Même si le vote procédural avait été remporté, il n'y avait aucune garantie d'approbation finale au Sénat. De plus, les sénateurs ont modifié le projet depuis que la version précédente a été approuvée par la Chambre des représentants. Par conséquent, les deux chambres du Congrès devraient encore se mettre d’accord sur un texte final avant toute soumission à une sanction présidentielle.
Le parcours politique dépend aussi du calendrier électoral. L’industrie de la cryptographie a accumulé des dizaines de millions de dollars à dépenser pour les prochaines élections, mais ces ressources n’ont pas éliminé les désaccords qui entourent la proposition depuis des mois. La proximité des élections de mi-mandat réduit le temps disponible pour une nouvelle tentative législative cette année.

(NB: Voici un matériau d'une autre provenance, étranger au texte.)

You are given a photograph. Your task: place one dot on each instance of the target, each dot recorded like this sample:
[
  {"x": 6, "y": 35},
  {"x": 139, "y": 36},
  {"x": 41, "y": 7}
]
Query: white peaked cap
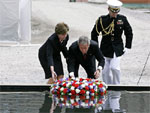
[{"x": 114, "y": 3}]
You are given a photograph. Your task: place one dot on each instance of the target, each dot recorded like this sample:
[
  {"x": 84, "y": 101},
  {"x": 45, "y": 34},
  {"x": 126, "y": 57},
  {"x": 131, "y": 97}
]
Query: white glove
[
  {"x": 71, "y": 74},
  {"x": 125, "y": 50}
]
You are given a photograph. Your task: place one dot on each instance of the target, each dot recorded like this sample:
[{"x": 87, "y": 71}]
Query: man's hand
[
  {"x": 54, "y": 75},
  {"x": 97, "y": 74}
]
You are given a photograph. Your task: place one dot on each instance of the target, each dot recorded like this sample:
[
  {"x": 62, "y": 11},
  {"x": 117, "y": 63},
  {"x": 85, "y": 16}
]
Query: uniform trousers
[{"x": 111, "y": 72}]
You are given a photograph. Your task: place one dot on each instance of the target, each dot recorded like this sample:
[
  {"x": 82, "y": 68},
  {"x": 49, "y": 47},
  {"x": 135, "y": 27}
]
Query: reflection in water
[
  {"x": 39, "y": 102},
  {"x": 84, "y": 104},
  {"x": 112, "y": 102}
]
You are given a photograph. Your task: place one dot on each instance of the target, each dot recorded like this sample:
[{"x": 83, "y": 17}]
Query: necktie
[{"x": 84, "y": 56}]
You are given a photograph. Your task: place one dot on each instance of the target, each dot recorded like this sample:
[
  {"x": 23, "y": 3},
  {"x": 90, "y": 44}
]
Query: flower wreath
[
  {"x": 78, "y": 86},
  {"x": 81, "y": 101}
]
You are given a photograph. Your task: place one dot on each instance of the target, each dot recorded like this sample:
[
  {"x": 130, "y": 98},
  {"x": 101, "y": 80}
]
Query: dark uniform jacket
[
  {"x": 113, "y": 42},
  {"x": 76, "y": 57},
  {"x": 49, "y": 54}
]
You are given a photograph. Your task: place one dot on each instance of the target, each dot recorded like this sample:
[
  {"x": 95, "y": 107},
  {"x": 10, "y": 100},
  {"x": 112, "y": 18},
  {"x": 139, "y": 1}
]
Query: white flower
[
  {"x": 69, "y": 94},
  {"x": 72, "y": 101},
  {"x": 91, "y": 87},
  {"x": 68, "y": 84},
  {"x": 72, "y": 87},
  {"x": 61, "y": 89},
  {"x": 87, "y": 92},
  {"x": 77, "y": 91},
  {"x": 87, "y": 97},
  {"x": 77, "y": 79},
  {"x": 86, "y": 84},
  {"x": 62, "y": 99},
  {"x": 83, "y": 85},
  {"x": 77, "y": 98},
  {"x": 91, "y": 103},
  {"x": 67, "y": 104},
  {"x": 92, "y": 94}
]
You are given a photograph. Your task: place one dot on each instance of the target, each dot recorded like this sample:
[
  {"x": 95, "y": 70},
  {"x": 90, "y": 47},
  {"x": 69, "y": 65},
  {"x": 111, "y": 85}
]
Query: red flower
[
  {"x": 102, "y": 93},
  {"x": 86, "y": 88},
  {"x": 92, "y": 90},
  {"x": 65, "y": 90},
  {"x": 86, "y": 101},
  {"x": 88, "y": 79},
  {"x": 73, "y": 92},
  {"x": 82, "y": 91},
  {"x": 75, "y": 104},
  {"x": 58, "y": 92},
  {"x": 92, "y": 98},
  {"x": 100, "y": 85},
  {"x": 59, "y": 89},
  {"x": 73, "y": 97},
  {"x": 64, "y": 85},
  {"x": 76, "y": 85},
  {"x": 100, "y": 102},
  {"x": 82, "y": 97},
  {"x": 81, "y": 79}
]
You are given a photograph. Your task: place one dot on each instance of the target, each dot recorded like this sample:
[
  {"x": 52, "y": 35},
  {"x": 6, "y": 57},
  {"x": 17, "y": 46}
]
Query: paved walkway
[{"x": 19, "y": 62}]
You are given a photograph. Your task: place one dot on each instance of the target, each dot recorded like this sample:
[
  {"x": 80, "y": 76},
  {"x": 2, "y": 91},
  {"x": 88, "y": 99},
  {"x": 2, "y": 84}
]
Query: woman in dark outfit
[{"x": 49, "y": 53}]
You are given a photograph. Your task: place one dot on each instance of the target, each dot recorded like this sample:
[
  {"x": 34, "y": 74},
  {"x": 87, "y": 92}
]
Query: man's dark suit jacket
[
  {"x": 49, "y": 54},
  {"x": 76, "y": 58}
]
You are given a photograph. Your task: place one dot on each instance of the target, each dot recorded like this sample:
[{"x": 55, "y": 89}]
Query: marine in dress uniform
[
  {"x": 111, "y": 27},
  {"x": 83, "y": 52},
  {"x": 49, "y": 52}
]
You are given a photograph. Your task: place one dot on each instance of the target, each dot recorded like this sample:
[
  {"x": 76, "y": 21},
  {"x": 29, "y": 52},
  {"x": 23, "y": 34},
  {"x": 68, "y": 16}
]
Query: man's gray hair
[{"x": 84, "y": 40}]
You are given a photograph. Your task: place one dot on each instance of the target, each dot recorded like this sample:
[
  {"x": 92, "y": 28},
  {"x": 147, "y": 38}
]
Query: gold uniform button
[{"x": 112, "y": 38}]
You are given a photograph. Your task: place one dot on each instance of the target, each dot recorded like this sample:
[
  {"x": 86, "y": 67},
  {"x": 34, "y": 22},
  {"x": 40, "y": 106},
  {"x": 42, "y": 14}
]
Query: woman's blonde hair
[{"x": 61, "y": 28}]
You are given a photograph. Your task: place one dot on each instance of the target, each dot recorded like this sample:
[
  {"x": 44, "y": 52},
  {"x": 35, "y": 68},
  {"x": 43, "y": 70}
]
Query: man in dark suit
[
  {"x": 49, "y": 53},
  {"x": 83, "y": 52},
  {"x": 111, "y": 27}
]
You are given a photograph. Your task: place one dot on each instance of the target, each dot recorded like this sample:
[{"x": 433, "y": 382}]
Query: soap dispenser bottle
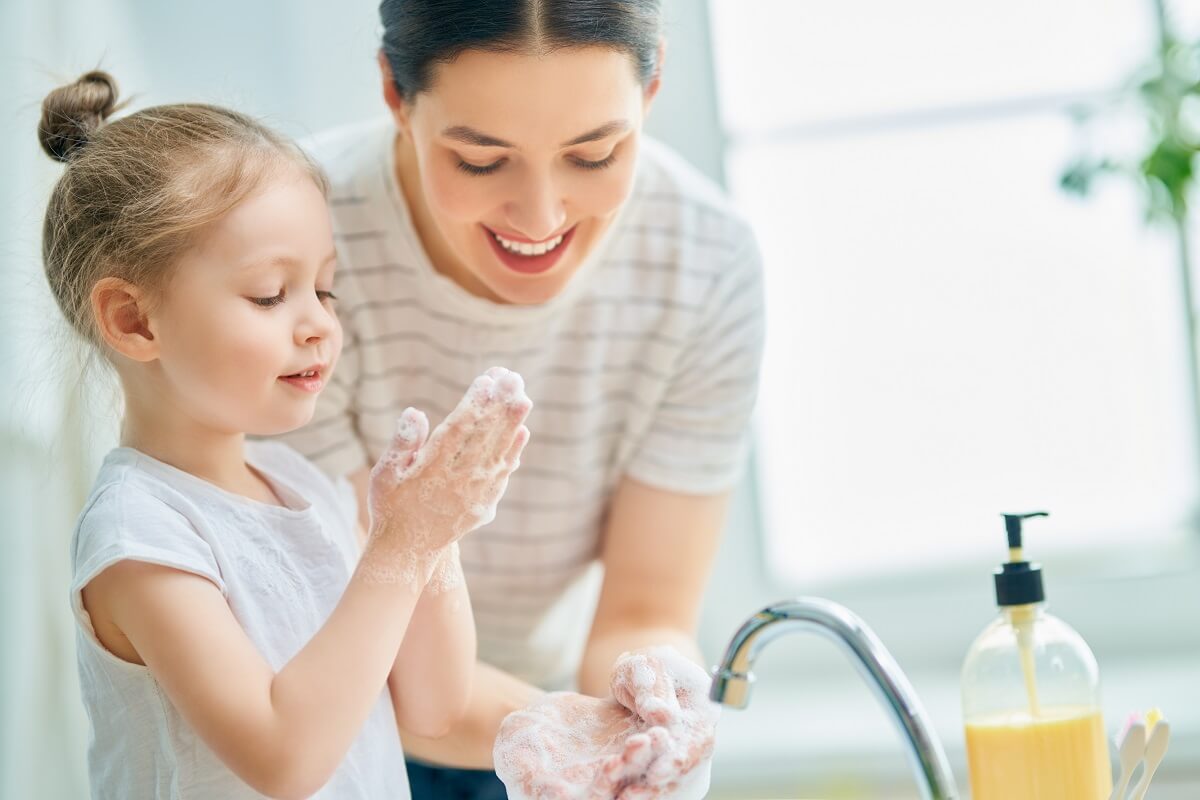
[{"x": 1031, "y": 696}]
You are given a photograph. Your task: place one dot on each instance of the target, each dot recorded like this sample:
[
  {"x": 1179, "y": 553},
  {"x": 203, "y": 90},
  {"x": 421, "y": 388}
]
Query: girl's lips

Il n’est pas non plus possible de prédire comment la composition du Sénat et du Congrès pourrait évoluer après les élections. Une éventuelle victoire des démocrates au Sénat ou à la Chambre des représentants rendrait l'approbation du projet encore plus difficile, selon NPR. Pour l’instant, l’avenir de la loi CLARITY reste ouvert, tout comme la discussion sur un cadre réglementaire fédéral plus large pour le marché américain de la cryptographie.